As a haunter, I can't throw em away, so I have at least 50 of them.
Does anyone know how I can reduce the rpm's (to my liking) with these things and where to acquire the appropriate gearing?
I'll send 10 of these motors to anyone (continental US) to anyone with the best (cheapest (assuming the gearing is cheaper than buying the whole gizmo...)) links...
http://www.mabuchi-motor.co.jp/en_US/cat_files/rs_380sh.pdf


----------



## niblique71 (Dec 2, 2009)

I believe these are Brush motors, which easily makes them variable speed. A simple light dimmer should vary the the speed infinately. The torque however at low speeds is up for debate. THis should be a simple solution compared to an induction coil motor which needs pulse modulation to control the speed.


----------



## drzeus (Jun 25, 2011)

Thanx niblique.
Is there a gearing system available to reduce the rpm's?


----------



## niblique71 (Dec 2, 2009)

Well you can use gears etc... But what I was proposing was that a light dimmer to reduced the amount of electricity going to the motor (You know the ones you use to dimm the lights for a roimantic dinner? usually installed in your wall). If you want to do it mechanically, you could experiment with pullys and belts or gears and a chain. One thing though. If you reduce the speed mechanically (Gears or pullys etc) You'll have more torque at the output.


----------



## drzeus (Jun 25, 2011)

Niblique, thanx, interesting idea.
I didn't realize that brush motors could be controlled like that.
So I can run 6 volt DC thru the AC dimmer to the motor?
Would it be possible to use a smaller potentiometer to do the same thing?
And I assume that using this method decreases rpms as well as torque? (whereas the mechanical method reduces rpms yet increases torque).
I appreciate you time...
DrZeus


----------



## Joemes (Sep 13, 2010)

Use a potentiometer to change the speed of the motor, not an AC dimmer. This will solution will still impact torque. If you want to do anything with a load, use a gear assembly


----------



## Wildcat (Nov 3, 2007)

Instead of gear reduction just use a couple of pulleys and a belt. They can be had fairly cheap at Harbor Freight. For gear reduction try an R/C or model shop. There are small planetary gear sets that you can get but they tend to be a bit more pricey.


----------



## Allen H (Feb 13, 2010)

http://servocity.com/html/gears___sprockets.html


----------



## heresjohnny (Feb 15, 2006)

I have come to the conclusion that my time is worth money, and as much as I like to save a little money and reuse what I have I would simply buy the low RPM motors instead of rigging somthing up. AC Vent motors are only a few bucks (http://www.surpluscenter.com/item.asp?item=5-1587&catname=), deer motors around 8 if you buy them instead of finding them curbside. Reduction gear or pully rigs are likely to cost you more than just buying the vent motors. Just a thought, good luck.


----------



## corey872 (Jan 10, 2010)

Well, it's a 3-6 VDC motor, 119 g-cm torque @ 15,000 rpm (~0.025hp) about 1" in diameter.
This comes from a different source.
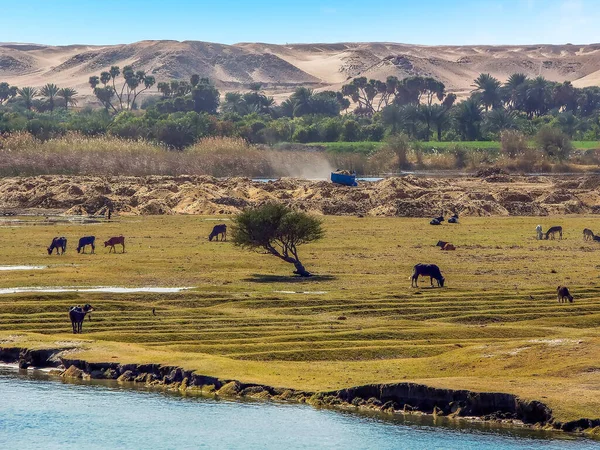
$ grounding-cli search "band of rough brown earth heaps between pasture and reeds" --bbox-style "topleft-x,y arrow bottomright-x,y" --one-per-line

IMHO, belts, pulleys, sprockets etc are mostly going to be out. The small end will be spinning at 15K rpm which is crazy for a belt. You might be able to do a worm gear drive, but that will need a pretty precise arrangement, too. Any type of gear reduction is going to eat into that 0.025hp pretty quick, too. Might be possible to find some pre-built gear train, but again, that would be hit or miss, too.
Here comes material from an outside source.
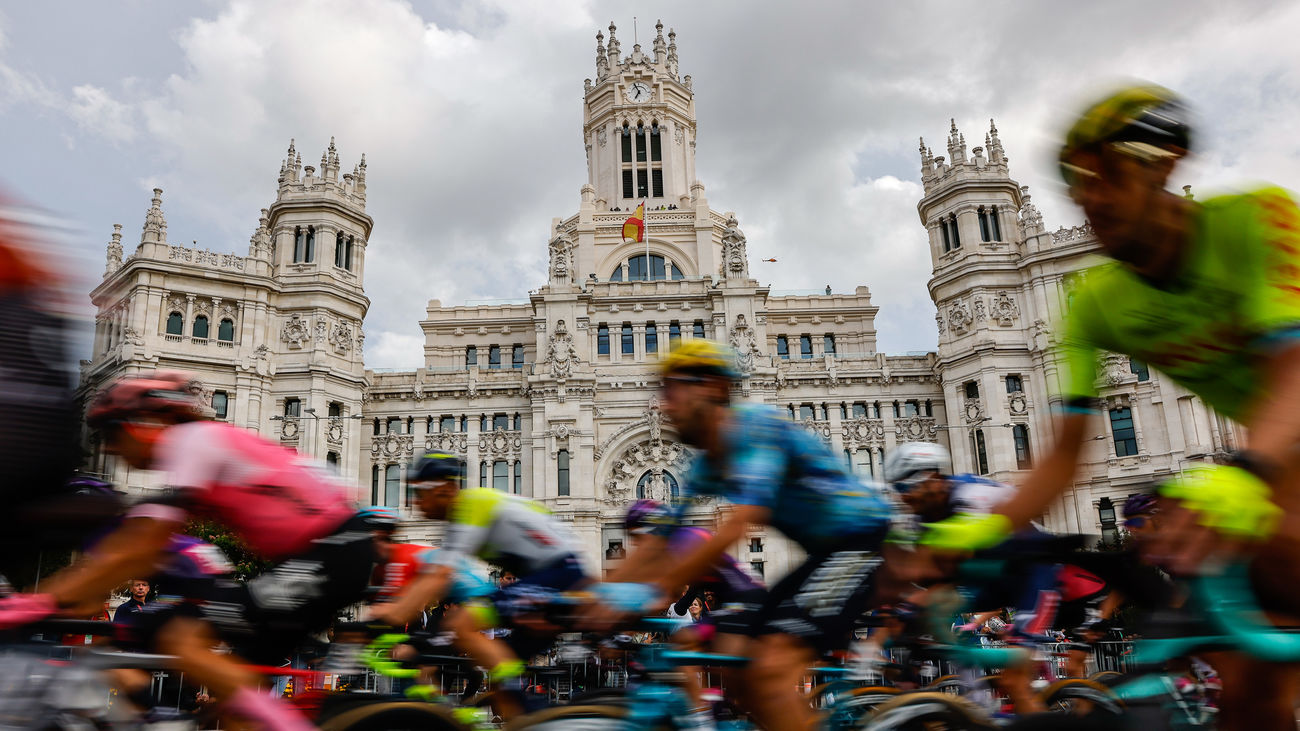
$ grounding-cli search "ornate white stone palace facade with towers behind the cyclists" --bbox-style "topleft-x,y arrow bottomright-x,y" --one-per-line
83,23 -> 1239,576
You can try a PWM speed controller - I don't know if a regular light dimmer would work at 6VDC or not? - my guess is not without some hacking. The down side is a PWM controller is probably going to be ~25 bucks, so that's going to eat into the 'free' motor budget pretty quick.

http://www.electronickits.com/kit/complete/motor/ck1400.htm

Personally, I don't know what I do haunt-wise with them. Economically, you'd almost have to use it as is - any speed control is going to far exceed the cost of just buying a slower motor of the same power. Maybe a 'micro' coffin jumper which pops up 15,000 times a minute!? Or sling a weight off the shaft to make some kind of vibrating-buzzing thing. Otherwise, I'd probably pop them up on ebay (assuming that works with any company rules for giving stuff away) then use that money to buy an actual motor I need.


----------



## drzeus (Jun 25, 2011)

Thanx All !

I was kinda thinkin these things are probably useless.
They are used in a device that sprays water via an impeller in surgical procedures (they are *not* in contact with bodily fluids):xbones:.
I doubt that they worth much (given their limited uses) even thru ebay, so I'll probably just hold on to them in case a need for a 15000 rpm motor happens my way. Can't imagine what that might be and its prob not worth investing in additional mechanics to make em work to my needs.
If anyone thinks they might have a use for a few of them, I'll send em at you at at shipping cost. Just pm me.


----------



## fritz42_male (May 5, 2009)

Some kind of vibrate effect?


----------



## niblique71 (Dec 2, 2009)

How about a fan for a firepit effect?? I'd be the resistance of a small fan blade would slow the motor down by about 1/3rd or more. You could also have axworthy's traveling at 200mph.


----------